Imaginez ceci : les femmes qui s’efforcent de s’installer dans un nouveau pays sont équipées de caméras. Quels renseignements les photos qu’elles prendront leur fourniront-elles sur le voyage qu’elles ont entrepris? Que révéleront-elles sur le nouveau pays?
Choon Lee Chai espère que les photographies apporteront des précisions et serviront à entamer la discussion sur les programmes et les services offerts aux femmes immigrantes dans une petite ville du centre de l’Alberta. Lui et ses collègues du Red Deer College et de la University of Calgary utilisent une subvention du Fonds d’innovation sociale destiné aux communautés et aux collèges pour vérifier auprès des femmes immigrantes si ces programmes répondent à leurs besoins ainsi que les aspects qui doivent être améliorés.
Une partie de leur recherche est une technique appelée « PhotoVoice ». Cinquante femmes participant au projet, qui est financé par le Conseil de recherches en sciences humaines, vont prendre des photographies pour illustrer le rôle des services d’immigration dans leur vie quotidienne.
Le partage des photographies avec d’autres immigrants et les chercheurs permettra de révéler davantage de renseignements que ce qu’il serait possible d’obtenir avec de simples enquêtes concernant ce qui fonctionne et ce qui ne fonctionne pas au niveau des services de soutien de Red Deer destinés aux immigrantes, a expliqué en entrevue M. Chai, directeur du projet.
Les photographies ancrent la recherche dans la réalité et aident les femmes à déterminer les questions qui sont importantes pour elles. « Les photographies leur confèrent énormément de liberté pour explorer et exprimer leurs sentiments », a déclaré M. Chai. « L’un des principaux atouts de cet exercice est ce que la photographie vous rappelle des souvenirs. Elle suscite des réactions qu’une entrevue normale n’entraînerait pas. »

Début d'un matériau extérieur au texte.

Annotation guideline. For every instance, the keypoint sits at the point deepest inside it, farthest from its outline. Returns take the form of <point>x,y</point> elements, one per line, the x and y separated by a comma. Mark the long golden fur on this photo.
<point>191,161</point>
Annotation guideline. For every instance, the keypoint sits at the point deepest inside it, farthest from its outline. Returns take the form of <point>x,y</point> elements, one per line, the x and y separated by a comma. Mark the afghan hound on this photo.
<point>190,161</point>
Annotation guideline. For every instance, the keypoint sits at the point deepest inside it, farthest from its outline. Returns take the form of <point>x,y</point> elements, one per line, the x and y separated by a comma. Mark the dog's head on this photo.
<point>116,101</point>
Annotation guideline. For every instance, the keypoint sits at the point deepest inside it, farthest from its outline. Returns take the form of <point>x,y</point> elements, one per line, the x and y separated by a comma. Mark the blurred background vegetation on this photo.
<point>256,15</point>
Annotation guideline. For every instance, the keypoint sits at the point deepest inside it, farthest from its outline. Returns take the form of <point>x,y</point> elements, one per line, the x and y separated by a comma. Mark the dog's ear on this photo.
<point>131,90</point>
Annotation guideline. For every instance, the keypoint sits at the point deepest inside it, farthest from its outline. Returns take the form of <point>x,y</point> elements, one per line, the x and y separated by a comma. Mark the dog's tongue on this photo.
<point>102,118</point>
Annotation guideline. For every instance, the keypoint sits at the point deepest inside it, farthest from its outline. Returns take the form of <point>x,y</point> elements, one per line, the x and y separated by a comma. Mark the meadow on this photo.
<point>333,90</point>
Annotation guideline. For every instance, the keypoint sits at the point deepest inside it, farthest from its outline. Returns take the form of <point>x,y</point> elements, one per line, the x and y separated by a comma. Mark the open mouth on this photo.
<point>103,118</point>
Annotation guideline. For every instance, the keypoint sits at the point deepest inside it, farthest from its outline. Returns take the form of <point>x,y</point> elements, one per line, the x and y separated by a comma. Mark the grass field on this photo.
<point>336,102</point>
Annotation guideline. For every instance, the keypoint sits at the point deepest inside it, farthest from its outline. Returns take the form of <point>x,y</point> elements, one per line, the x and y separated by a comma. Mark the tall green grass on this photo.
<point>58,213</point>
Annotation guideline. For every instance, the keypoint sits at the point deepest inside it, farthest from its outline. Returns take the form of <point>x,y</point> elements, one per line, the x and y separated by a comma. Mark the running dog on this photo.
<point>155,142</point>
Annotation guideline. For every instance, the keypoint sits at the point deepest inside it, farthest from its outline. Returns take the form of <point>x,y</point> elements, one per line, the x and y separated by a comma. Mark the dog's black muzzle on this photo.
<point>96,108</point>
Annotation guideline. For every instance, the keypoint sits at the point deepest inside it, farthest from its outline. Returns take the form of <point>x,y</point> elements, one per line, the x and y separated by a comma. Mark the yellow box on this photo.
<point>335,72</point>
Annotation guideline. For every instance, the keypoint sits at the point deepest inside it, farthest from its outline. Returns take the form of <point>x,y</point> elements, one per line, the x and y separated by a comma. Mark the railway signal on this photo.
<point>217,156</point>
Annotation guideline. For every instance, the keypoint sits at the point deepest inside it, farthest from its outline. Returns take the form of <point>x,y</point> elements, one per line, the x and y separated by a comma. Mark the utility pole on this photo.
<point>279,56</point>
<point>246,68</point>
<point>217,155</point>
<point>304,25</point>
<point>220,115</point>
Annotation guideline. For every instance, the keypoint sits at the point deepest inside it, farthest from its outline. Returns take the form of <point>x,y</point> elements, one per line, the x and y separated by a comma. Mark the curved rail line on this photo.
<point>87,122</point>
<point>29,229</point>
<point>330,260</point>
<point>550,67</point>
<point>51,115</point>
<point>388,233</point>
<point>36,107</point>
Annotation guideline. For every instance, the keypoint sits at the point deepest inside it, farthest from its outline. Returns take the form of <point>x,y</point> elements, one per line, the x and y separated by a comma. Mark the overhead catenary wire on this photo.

Les femmes immigrantes contribuent de façon importante à l’économie canadienne. Elles composent en effet environ 20 % de la population féminine totale du pays et de sa population active. Cependant, le taux de chômage des nouveaux immigrants est plus de deux fois supérieur à celui des personnes nées au Canada, même si ces immigrants sont plus susceptibles de détenir un diplôme universitaire.
La première année du projet sera consacrée à la formation d’un conseil consultatif d’immigrants composé de représentants d’organismes gouvernementaux et non gouvernementaux et de gens d’affaires. Ensuite, environ 150 femmes immigrantes seront interrogées sur les services offerts dans le centre de l’Alberta (Red Deer et les collectivités environnantes).
Le présent projet fait suite à un autre, qui a également fait l’objet d’un partenariat entre le Red Deer College et la Central Alberta Immigrant Women’s Association. Il portait sur la sécurité économique des femmes immigrantes et a révélé qu’elles sont confrontées à de nombreux obstacles. Il était toutefois nécessaire d’effectuer un suivi, d’évaluer les services destinés à ces femmes et de les adapter à leurs besoins.
« Il est préférable qu’elles jouent un rôle dans ce suivi, » dit M. Chai. « Je ne veux vraiment pas que des chercheurs aillent dans la communauté et leur disent quel est le problème. Mon approche consiste à dire « vous avez des idées, vous avez des talents, travaillons ensemble.” »
Les photographies et les histoires seront partagées dans des expositions et dans des présentations. Des groupes de discussion seront mis sur pied avec les employeurs et les autres parties prenantes et la Central Alberta Immigrant Women’s Association travaillera avec les femmes pour modifier ou créer des programmes.
« Bien sûr, il y a des obstacles structurels auxquels la société dans son ensemble doit faire face, mais je ne veux pas négliger le fait que les femmes immigrantes ont beaucoup de points forts et d’idées », a déclaré M. Chai.